Не опоздаю, Пинкодик. В этот раз точно!

В заказанном ею такси мы не едем, а варимся. Лишенная прохладного воздуха тачка вызывает зуд и страх перед большой вероятностью умереть от асфиксии. А накрытый плотным куполом палящего солнца город сводит все желания к тому, чтобы плюхнуться в прохладный бассейн и киснуть в нем до самого заката.

— Сдохнуть можно, — жадно хватаю ртом воздух, вывалившись из такси.

Но в звенящей гудками машин улице без толку искать свежести. Легкие забивает жаром прокаленного пекла. И единственное, что радует глаз в этой невыносимой духоте, — это блестящие капельки испарины, покрывшие лоб Пинкодика. Их хочется не смахнуть, а собрать губами.

Влекомый будоражащими сознание фантазиями, я не могу спокойно любоваться ее воздушным сарафаном и открытыми загорелыми плечами — тонкими, гладкими, нежными в отличие от ее остроугольного характера. К тому же меня коробит от взглядов петляющих рядом кренделей. А она, как назло, пальчиком подтягивает сползшую тонкую бретельку и медленно взмахивает пушистыми ресницами.

Вроде глупая деревенская девчонка, не выросшая из сказочных мечтаний о прекрасном принце, а в каждой своей черте таит нечто безудержно-манящее. Не девушка, а лавина. Сошла и уничтожила.

Визуальным натиском стираю с лица лыбящегося рядом типа ухмылку, и его раздевающий взгляд переключается с ножек Пинкодика на парня с листовками. Сообразительный. Сберег рубильник.

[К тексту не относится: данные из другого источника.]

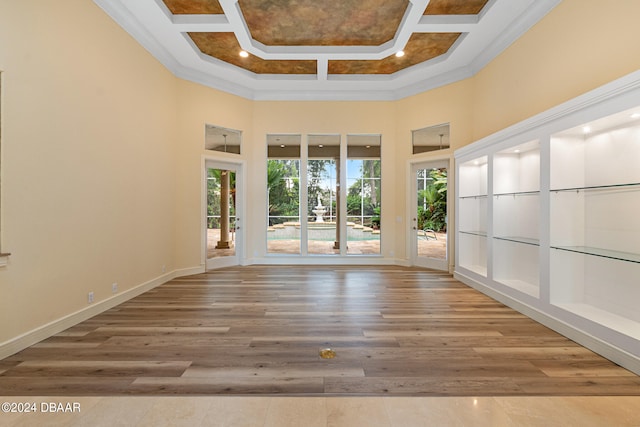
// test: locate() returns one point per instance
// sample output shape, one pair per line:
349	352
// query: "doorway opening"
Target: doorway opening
222	219
429	220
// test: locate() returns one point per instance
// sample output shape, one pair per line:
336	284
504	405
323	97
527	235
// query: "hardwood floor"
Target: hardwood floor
259	330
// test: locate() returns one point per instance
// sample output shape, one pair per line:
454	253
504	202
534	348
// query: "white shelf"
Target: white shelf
522	286
548	216
599	252
606	318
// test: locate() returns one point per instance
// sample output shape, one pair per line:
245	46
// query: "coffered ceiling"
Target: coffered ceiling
329	49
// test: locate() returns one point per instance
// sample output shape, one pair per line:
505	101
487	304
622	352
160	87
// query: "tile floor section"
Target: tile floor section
588	411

Расслабив пальцы своего кулака-выключателя, беру непутевую подружку под локоть и затаскиваю в торговый центр. Глубоко вдохнув вихревой поток ледяного кондиционера, остужаю башку и трезвею. Нельзя так ревновать. Иначе загонюсь.

— Барс, помедленней, — просит она, стойко претерпевая боль в пальце.

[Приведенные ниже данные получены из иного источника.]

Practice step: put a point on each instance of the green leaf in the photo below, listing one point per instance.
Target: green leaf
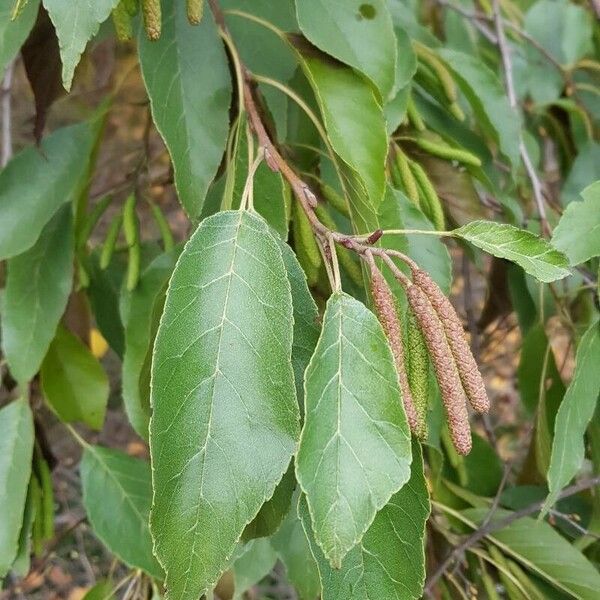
(389, 562)
(293, 550)
(257, 561)
(187, 78)
(578, 231)
(574, 414)
(353, 118)
(486, 95)
(16, 451)
(73, 381)
(137, 313)
(225, 416)
(355, 445)
(359, 34)
(14, 33)
(534, 254)
(274, 510)
(306, 319)
(38, 284)
(117, 493)
(538, 547)
(37, 181)
(76, 22)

— Ты бы уже определилась, торопишься ты к по уши влюбленному в тебя Цукерману, или хочешь прожить долгую и счастливую жизнь.

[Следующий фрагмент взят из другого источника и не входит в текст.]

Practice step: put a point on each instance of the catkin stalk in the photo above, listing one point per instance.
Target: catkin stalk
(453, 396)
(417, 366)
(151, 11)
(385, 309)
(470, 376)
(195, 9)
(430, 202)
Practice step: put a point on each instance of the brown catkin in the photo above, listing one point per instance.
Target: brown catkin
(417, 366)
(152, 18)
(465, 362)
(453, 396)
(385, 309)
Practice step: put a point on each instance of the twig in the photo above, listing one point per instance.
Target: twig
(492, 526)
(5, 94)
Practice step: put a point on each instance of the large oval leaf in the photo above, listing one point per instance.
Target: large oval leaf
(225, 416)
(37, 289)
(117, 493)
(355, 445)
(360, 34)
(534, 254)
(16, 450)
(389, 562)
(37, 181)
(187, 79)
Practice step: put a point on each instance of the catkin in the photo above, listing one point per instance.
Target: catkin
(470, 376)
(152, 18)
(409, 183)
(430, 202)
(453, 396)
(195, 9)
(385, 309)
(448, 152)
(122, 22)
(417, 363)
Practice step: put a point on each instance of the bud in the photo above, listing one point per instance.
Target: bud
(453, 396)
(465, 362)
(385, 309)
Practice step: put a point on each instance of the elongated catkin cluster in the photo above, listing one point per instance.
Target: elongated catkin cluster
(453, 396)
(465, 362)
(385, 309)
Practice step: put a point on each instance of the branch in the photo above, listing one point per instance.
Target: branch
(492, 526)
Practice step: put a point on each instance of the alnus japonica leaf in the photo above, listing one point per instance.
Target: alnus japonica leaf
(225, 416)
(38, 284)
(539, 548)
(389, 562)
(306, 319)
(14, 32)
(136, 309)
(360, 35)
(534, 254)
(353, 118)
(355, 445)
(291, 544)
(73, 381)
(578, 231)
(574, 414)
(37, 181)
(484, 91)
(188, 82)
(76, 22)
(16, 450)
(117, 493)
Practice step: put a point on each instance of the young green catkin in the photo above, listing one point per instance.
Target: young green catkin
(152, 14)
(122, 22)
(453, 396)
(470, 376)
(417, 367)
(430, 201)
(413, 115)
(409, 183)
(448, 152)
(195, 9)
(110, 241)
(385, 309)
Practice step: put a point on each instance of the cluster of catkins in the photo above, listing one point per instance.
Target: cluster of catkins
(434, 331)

— Себе свой совет посоветуй, — ворчит, насупившись.

— Я выбираю второе, — подмигиваю ей, улыбнувшись, но ее поразительно повышенное внимание уже цепляется за бутик женской одежды с яркой рекламной кампанией «Бомбические скидки на все летние модели». — Правильный выбор! — подсказываю ей. — Ты и так легко Цукерману достаешься. Не грех и сэкономить.

Цокнув языком, она нарочно идет в соседний бутик, пестрящий ценниками, от которых дыхание перехватывает. Но это полбеды. Пока Пинкодик расхаживает промеж стоек и подбирает наряды для примерки, сюда заявляется одна из моих бывших. Я этого клеща еле выдрал. Три дня с ней прокерогазил, и она заявила, что хочет от меня ребеночка. Шарахнула сильнее, чем двести двадцать.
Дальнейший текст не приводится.